There was no answer from Cuc. Demons take her, this wasn’t the moment to overthink the problem! Lan Nhen banked sharply, narrowly avoiding a squad of drones, who bypassed her—and then turned around, much quicker than she’d anticipated. Ancestors, they moved fast, much too fast for ion-thrust motors. Cuc was going to have to rethink her trajectory. “Cousin, did you see this?”
“I saw.” Cuc’s voice was distant. “Already taken into account. Given the size of the craft, it was likely they were going to use helicoidal thrusters on those.”
“This is all fascinating—” Lan Nhen wove her way through two more waves of drones, cursing wildly as shots made the pod rock around her— as long as her speed held, she’d be fine . . . She’d be fine . . . ”—but you’ll have noticed I don’t really much care about technology, especially not now!”
A thin thread of red appeared on her screen—a trajectory that wove and banked like a frightened fish’s trail—all the way to The Turtle’s Citadel and its clusters of pod-cradles. It looked as though it was headed stra
ight into the heart of the cloud of drones, though that wasn’t the most worrying aspect of it. “Cousin,” Lan Nhen said. “I can’t possibly do this—” The margin of error was null—if she slipped in one of the curves, she’d never regain the kinematics necessary to take the next.
“Only way.” Cuc’s voice was emotionless. “I’ll update as we go, if Great-great-aunt sees an opening. But for the moment . . . ”

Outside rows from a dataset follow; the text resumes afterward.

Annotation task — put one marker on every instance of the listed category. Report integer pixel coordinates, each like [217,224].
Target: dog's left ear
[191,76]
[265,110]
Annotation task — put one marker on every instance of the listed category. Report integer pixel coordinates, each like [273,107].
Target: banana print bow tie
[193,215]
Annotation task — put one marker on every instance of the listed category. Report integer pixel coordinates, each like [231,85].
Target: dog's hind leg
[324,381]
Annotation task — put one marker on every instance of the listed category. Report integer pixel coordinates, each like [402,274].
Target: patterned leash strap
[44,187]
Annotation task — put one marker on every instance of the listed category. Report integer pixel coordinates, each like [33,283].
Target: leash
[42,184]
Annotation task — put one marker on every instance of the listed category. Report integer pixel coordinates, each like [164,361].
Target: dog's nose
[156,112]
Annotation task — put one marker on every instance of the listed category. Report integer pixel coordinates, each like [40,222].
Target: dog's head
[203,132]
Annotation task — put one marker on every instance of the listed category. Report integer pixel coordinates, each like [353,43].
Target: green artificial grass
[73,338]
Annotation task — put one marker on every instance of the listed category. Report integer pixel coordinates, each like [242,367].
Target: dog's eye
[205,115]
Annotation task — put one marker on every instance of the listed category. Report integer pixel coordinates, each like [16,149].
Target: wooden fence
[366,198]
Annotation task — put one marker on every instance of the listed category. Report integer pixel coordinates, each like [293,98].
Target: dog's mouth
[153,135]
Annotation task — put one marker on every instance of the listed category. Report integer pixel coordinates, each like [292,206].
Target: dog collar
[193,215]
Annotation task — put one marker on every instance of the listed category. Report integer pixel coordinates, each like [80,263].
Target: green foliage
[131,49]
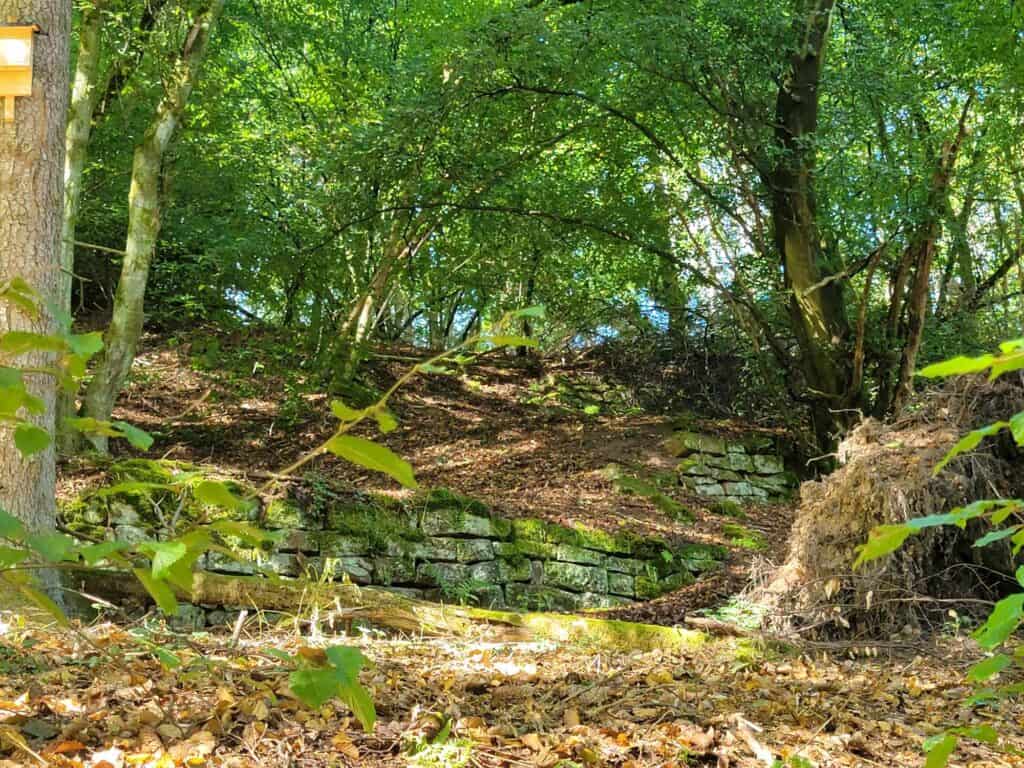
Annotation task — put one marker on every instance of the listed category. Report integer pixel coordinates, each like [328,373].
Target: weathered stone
[712,489]
[121,513]
[534,597]
[131,534]
[338,545]
[432,549]
[474,550]
[187,619]
[285,513]
[768,465]
[626,565]
[568,553]
[456,522]
[738,488]
[622,584]
[388,570]
[683,443]
[517,569]
[576,578]
[299,541]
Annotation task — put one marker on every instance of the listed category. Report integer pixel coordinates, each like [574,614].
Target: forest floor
[97,697]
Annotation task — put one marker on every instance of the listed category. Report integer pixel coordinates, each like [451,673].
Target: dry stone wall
[437,547]
[739,470]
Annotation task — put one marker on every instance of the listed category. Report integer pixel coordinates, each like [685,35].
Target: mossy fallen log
[384,608]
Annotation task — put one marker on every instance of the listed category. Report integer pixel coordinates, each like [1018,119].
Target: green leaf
[85,345]
[386,421]
[158,589]
[373,456]
[10,526]
[42,600]
[94,553]
[969,442]
[11,556]
[138,438]
[537,311]
[31,439]
[939,748]
[217,494]
[164,555]
[882,541]
[957,366]
[313,685]
[988,667]
[52,547]
[344,413]
[1001,622]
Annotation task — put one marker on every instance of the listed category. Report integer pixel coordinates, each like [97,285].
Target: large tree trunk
[31,199]
[122,337]
[816,305]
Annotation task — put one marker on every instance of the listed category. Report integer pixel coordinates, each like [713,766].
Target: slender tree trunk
[816,308]
[86,89]
[122,337]
[31,200]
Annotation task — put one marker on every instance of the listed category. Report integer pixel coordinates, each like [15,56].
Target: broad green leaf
[164,555]
[373,456]
[995,536]
[344,413]
[42,600]
[1001,622]
[313,685]
[537,311]
[52,547]
[138,438]
[11,556]
[939,748]
[217,494]
[988,667]
[882,541]
[94,553]
[31,439]
[969,442]
[385,420]
[11,527]
[158,589]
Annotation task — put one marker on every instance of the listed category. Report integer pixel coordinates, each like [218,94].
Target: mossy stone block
[576,578]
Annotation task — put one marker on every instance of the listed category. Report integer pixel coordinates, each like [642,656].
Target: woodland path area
[479,699]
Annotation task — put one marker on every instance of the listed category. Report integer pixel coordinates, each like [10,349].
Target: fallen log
[383,608]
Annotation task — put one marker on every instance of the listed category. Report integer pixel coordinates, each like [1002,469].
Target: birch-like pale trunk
[121,339]
[31,199]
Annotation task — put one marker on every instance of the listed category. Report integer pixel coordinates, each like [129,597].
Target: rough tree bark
[816,305]
[31,199]
[122,337]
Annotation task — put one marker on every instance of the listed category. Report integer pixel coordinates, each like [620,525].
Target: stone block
[457,522]
[767,465]
[576,578]
[534,597]
[389,570]
[517,569]
[338,545]
[622,584]
[474,550]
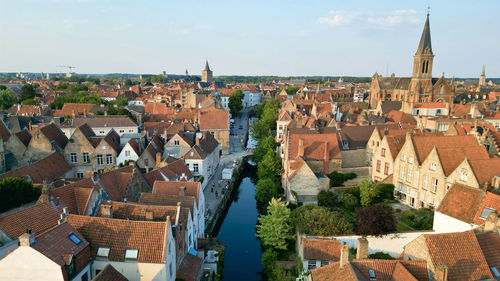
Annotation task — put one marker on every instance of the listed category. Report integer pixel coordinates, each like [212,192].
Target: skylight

Lan Nhen closed her eyes, for a brief moment—turned them towards Heaven, though Heaven was all around her—and whispered a prayer to her ancestors, begging them to watch over her. Then she turned her gaze to the screen, and launched into flight—her hands flying and shifting over the controls, automatically adjusting the pod’s path—dancing into the heart of the drones’ swarm—into them, away from them, weaving an erratic path across the section of space that separated her from The Turtle’s Citadel. Her eyes, all the while, remained on the overlay—her fingers speeding across the controls, matching the slightest deviation of her course to the set trajectory—inflecting curves a fraction of a second before the error on her course became perceptible.
“Almost there,” Cuc said—with a hint of encouragement in her voice. “Come on, cousin, you can do it—”
Ahead of her, a few measures away, was The Turtle’s Citadel: its pod cradles had shrivelled from long atrophy, but the hangar for docking the external shuttles and pods remained, its entrance a thin line of grey across the metallic surface of the ship’s lower half.
“It’s closed,” Lan Nhen said, breathing hard—she was coming fast, much too fast, scattering drones out of her way like scared mice, and if the hangar wasn’t opened . . . ”Cousin!”
Cuc’s voice seemed to come from very far away; distant and muted somehow on the comms system. “We’ve discussed this. Normally, the ship went into emergency standby when it was hit, and it should open—”
“But what if it doesn’t?” Lan Nhen asked—the ship was looming over her, spreading to cover her entire windshield, close enough so she could count the pod cradles, could see their pockmarked surfaces—could imagine how much of a messy impact she’d make, if her own pod crashed on an unyielding surface.